“It’s all about the fanny.”
Sara Blakely was explaining the form and function of Spanx, the footless, butt-shaping pantyhose she invented, to an English journalist on the BBC.
“Spanx is designed to lift, smooth and separate the fanny,” she gushed. Blakely is the animated type who speaks with her hands, so she made some lifting and smoothing motions as she spoke—oblivious to her interviewer’s reaction. Finally, the panicked Englishman interrupted, his plummy accent turning firm: “I think you mean ‘bum.’”
Blakely shrugged off the semantics until after the mic was off, whereupon he clarified them for her.
Photograph by David Stuart; makeup by Viktorija/L'Agence; hair by Radmila Borkovic; spread from our June 2004 issue
“He explained that ‘fanny’ is British slang for vagina,” says Blakely, rolling her eyes over the mortification of inadvertently telling “the entire United Kingdom” that her product would essentially perform the function of a gynecologist’s stirrups. It is a classic anecdote from the archives of Spanx corporate culture—ultra-femme, self-mockingly funny and nearing naughtiness without quite placing a pedicured toe over the line.
With her blond good looks and quick comic timing, Blakely, 33, evokes a starlet from the screwball-comedy era, a woman who could slip on a banana peel and fall, arms flailing, into the embrace of the leading man. A woman boldly willing to make an ass of herself.
Her success with the almost four-year-old, multimillion-dollar company has been anthologized in the business press as a parable of plucky, feminist entrepreneurship—what would happen if Horatio Alger paused to check his derriere in the mirror before pulling himself up by his bootstraps.
In her 20s, Blakely was selling fax machines door-to-door by day, doing stand-up comedy at night and generally leading the life of a fun-loving Atlanta fashionista with big ambitions. Her eureka moment came when she faced a bugaboo that confronts every clotheshorse at some time or another: a pair of cream-colored summer pants that showcased her drawers along with “every physical flaw” in glaring bas-relief. Appalled by her rearview reflection, but without time to hunt down another outfit, Blakely simply cut the feet off her control-top pantyhose and wore them as an undergarment. No bulges, no dreaded VPL (visible panty lines).
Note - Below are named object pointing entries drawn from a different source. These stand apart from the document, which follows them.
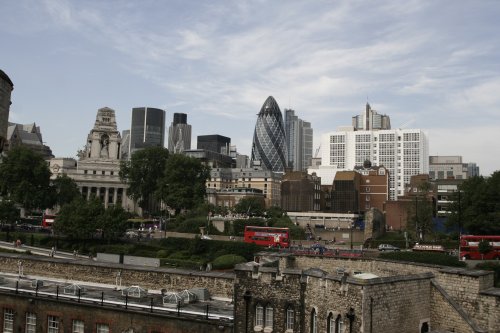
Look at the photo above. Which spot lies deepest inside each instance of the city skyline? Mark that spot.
(217, 61)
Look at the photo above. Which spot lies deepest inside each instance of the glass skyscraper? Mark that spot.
(269, 144)
(147, 129)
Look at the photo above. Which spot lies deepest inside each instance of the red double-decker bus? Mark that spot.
(267, 236)
(469, 247)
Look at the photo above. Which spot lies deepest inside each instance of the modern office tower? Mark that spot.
(125, 144)
(371, 120)
(147, 129)
(216, 143)
(447, 167)
(6, 87)
(299, 140)
(269, 142)
(179, 134)
(403, 152)
(472, 170)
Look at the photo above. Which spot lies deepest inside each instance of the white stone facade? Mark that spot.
(97, 170)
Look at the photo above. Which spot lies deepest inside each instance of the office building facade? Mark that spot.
(447, 167)
(299, 141)
(371, 120)
(179, 134)
(215, 143)
(147, 129)
(269, 141)
(6, 87)
(403, 152)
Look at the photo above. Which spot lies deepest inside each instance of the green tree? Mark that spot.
(183, 184)
(9, 213)
(484, 247)
(143, 172)
(251, 206)
(79, 219)
(113, 222)
(66, 190)
(25, 179)
(476, 206)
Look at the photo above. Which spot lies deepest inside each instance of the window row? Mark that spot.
(53, 324)
(95, 172)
Inspired by that revelation, she scoured stores for footless pantyhose, but that quest proved futile. “People would say, ‘What a great idea,’ but that was as far as it went.” So, eyeing a market niche, she secured a patent and, with her savings of $5,000, hit the road for North Carolina, where much of the world’s hosiery is produced in textile mills. As she pleaded with mill owner after mill owner to consider her idea, she bumped up against the patriarchy of pantyhose. “The industry is run by men,” she says. “And they don’t wear pantyhose—or if they do, they don’t admit it. A man’s solution to panty lines is a G-string. They put underwear in the exact place we’ve been trying to get it out of.”
Finally, one of the mill owners who had turned her down called back with an offer to make a prototype of her “crazy idea.” When Blakely asked what changed his mind, he simply said, “I have two daughters.”